I'm not convinced a k-12 student needs to be shelling out cash for Microsoft Office.
Really though the entire school should be using something like Open Office.
It does, it's the Ultimate Edition, so basically it has everthing. (Accounting is part of it too)
As long as she can get hold of an educational e-mail address, (.edu) then she can buy it through theultimatesteal.com very recommended as office is a great package.
Version 3 has native support for the 'x' file formats (.docx, .xlsx, and so forth)

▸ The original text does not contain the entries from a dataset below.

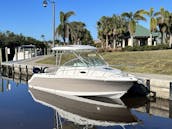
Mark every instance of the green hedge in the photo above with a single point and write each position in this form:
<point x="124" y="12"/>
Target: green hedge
<point x="144" y="48"/>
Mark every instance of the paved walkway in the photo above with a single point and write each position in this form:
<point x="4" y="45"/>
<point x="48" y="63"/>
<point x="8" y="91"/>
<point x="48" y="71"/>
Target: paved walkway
<point x="153" y="76"/>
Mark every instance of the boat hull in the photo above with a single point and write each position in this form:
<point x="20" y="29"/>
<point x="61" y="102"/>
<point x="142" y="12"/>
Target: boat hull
<point x="85" y="111"/>
<point x="82" y="87"/>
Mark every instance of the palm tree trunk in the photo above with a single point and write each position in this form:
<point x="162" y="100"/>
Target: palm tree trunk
<point x="123" y="43"/>
<point x="170" y="44"/>
<point x="150" y="41"/>
<point x="163" y="38"/>
<point x="114" y="43"/>
<point x="132" y="41"/>
<point x="107" y="41"/>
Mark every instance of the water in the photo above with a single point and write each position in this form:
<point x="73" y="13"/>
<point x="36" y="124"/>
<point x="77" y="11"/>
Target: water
<point x="24" y="108"/>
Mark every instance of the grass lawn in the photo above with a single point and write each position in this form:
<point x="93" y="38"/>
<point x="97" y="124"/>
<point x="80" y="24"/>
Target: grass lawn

This is assuming she's computer literate though... and judging from the fact she thinks she needs outlook I'm not sure if that's the case.
Since it's free, how about you download it and try it before getting all defensive?
I mean, my University offers discounts to it, but still says "MICROSOFT OFFICE IS NOT REQUIRED, YOU MAY USE SUBSTITUES" then they give out a list of substitutes with pro's and con's with their prices (I would post it here, but I lost the list ).
And yes, Open Office has weird file issues. It works fine for just regular documents, but as soon as you try to fomate something, it becomes odd.
I made a file for one of my classes that was basically all about the formatting. Looking amazing on Open Office, but I almost failed because when they opened it in Word it was all jubbled up.
Give Open Office a try, but becareful about it.